Pictured is one of Nick Cave‘s Soundsuits, created using found fabrics and metal and wood toys. It was on view at Columbus Museum of Art in 2024.
From the museum about the work-
Nick Cave’s Soundsuits are sculptural costumes, some of which were made to be worn, others to remain stationary. Although these suits often appear whimsical and joyful, they also respond to suffering and injustice. Cave created his first suit in response to the beating of Rodney King by Los Angeles police officers in 1991, an event that focused attention on discriminatory policing and racial profiling. Reflecting the artist’s lived experience as an African American man, the Soundsuits camouflage the wearer’s body, concealing markers of race, gender, and class.
In the Art21 video below you can see some of his Soundsuits in motion. He studied with the Alvin Ailey American Dance Theater and that influence can be seen here as well.
Art 21-Nick Cave in Chicago- Season 8
Cave’s latest exhibition, Mammoth, recently opened at the Smithsonian American Art Museum in Washington D.C. and will be on view until January of 2027.

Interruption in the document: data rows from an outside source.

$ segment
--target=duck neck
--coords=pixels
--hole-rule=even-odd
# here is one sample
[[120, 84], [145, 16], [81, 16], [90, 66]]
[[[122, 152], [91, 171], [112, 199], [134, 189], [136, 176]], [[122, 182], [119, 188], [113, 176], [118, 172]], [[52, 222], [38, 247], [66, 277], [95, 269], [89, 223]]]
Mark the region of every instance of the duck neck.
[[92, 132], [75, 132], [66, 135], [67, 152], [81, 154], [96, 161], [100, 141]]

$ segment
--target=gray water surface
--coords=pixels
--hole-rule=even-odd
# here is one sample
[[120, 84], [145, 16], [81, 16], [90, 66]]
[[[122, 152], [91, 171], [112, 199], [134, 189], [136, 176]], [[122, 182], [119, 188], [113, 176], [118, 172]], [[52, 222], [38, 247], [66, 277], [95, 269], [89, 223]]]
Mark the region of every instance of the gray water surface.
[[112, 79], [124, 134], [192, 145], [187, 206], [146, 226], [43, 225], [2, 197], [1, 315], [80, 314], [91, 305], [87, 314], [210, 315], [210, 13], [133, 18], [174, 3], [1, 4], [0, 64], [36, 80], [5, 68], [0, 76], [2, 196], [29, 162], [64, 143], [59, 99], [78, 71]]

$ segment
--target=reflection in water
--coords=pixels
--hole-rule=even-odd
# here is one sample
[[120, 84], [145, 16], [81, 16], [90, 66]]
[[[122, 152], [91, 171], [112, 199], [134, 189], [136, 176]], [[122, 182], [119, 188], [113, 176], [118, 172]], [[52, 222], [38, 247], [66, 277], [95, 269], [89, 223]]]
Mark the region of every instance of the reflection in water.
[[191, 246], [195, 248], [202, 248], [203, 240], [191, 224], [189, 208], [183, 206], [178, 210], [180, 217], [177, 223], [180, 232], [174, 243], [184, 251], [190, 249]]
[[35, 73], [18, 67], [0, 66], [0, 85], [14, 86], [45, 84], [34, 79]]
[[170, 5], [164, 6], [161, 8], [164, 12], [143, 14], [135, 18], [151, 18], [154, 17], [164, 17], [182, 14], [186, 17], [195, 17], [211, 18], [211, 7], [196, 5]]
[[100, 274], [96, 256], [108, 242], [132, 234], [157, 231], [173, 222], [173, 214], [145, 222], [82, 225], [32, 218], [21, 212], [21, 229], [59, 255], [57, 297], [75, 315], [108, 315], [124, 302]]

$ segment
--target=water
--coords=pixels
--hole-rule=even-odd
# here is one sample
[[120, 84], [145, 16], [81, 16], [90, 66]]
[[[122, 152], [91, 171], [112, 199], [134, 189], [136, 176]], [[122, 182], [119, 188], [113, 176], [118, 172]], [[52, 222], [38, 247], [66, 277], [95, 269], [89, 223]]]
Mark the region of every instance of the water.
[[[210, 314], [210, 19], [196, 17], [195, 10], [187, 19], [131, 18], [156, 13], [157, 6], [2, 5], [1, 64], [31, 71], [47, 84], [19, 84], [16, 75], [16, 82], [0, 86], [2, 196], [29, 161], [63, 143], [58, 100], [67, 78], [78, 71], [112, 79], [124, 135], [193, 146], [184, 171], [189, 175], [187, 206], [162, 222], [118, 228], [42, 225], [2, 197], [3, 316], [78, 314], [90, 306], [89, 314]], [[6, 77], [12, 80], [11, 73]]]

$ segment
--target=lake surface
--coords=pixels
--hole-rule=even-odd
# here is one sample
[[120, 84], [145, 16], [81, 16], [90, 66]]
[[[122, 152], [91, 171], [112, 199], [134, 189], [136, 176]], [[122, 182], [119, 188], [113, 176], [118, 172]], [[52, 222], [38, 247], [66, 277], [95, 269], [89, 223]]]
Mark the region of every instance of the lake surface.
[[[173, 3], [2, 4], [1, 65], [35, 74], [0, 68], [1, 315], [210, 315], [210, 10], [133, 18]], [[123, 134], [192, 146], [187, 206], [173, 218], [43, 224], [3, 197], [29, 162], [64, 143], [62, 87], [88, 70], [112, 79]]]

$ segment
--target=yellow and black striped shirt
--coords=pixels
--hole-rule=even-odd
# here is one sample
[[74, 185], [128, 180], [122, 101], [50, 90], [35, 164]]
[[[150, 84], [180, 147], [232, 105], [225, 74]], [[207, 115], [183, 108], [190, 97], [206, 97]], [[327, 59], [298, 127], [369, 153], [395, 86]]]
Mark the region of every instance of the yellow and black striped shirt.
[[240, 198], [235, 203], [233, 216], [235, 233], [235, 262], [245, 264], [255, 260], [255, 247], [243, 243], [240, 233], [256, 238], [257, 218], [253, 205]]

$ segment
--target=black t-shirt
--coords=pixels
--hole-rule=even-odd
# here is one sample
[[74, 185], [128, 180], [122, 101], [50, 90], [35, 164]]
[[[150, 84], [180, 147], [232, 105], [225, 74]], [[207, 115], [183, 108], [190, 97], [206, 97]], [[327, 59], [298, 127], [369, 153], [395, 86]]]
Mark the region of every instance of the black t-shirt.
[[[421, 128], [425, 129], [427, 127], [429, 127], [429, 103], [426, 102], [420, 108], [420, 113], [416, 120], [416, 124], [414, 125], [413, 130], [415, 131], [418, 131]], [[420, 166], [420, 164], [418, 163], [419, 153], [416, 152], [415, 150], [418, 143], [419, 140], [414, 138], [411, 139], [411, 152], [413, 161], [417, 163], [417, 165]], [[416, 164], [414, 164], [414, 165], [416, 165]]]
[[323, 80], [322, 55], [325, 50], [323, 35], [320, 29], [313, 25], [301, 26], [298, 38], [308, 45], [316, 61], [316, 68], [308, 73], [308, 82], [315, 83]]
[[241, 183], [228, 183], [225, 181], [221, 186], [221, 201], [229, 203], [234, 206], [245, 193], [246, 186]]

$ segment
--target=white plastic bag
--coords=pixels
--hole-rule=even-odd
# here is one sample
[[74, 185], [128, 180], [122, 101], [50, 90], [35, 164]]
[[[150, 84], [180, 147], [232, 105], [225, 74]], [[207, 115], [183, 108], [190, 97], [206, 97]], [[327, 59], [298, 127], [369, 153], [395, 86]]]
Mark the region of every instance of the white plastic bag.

About that show from SAAM-
In Mammoth, Cave remakes the museum’s galleries into an immersive environment marked by the crafted hides and bones of mammoths, a video projection of the long-dead animals come to life, and hundreds of transformed found objects—from vintage tools to his grandmother’s thimble collection—presented like paleontological specimens on a massive light table. By showcasing the ordinary and often forgotten bits and pieces of the world we live in, Cave’s work shines light on what we value and how we make meaning together. It evokes the lives and cultures we have lost, as well as the magical possibilities of a universe created through imagination and the humblest of materials.
Focused on the fundamental connections between people and their environment, Cave asks how we can begin to make sense of our relationship with a landscape that continues to evolve. How might we adapt, persevere, even thrive? As the contemporary world increasingly challenges what it means to be human, Cave envisions a space of both grief and possibility.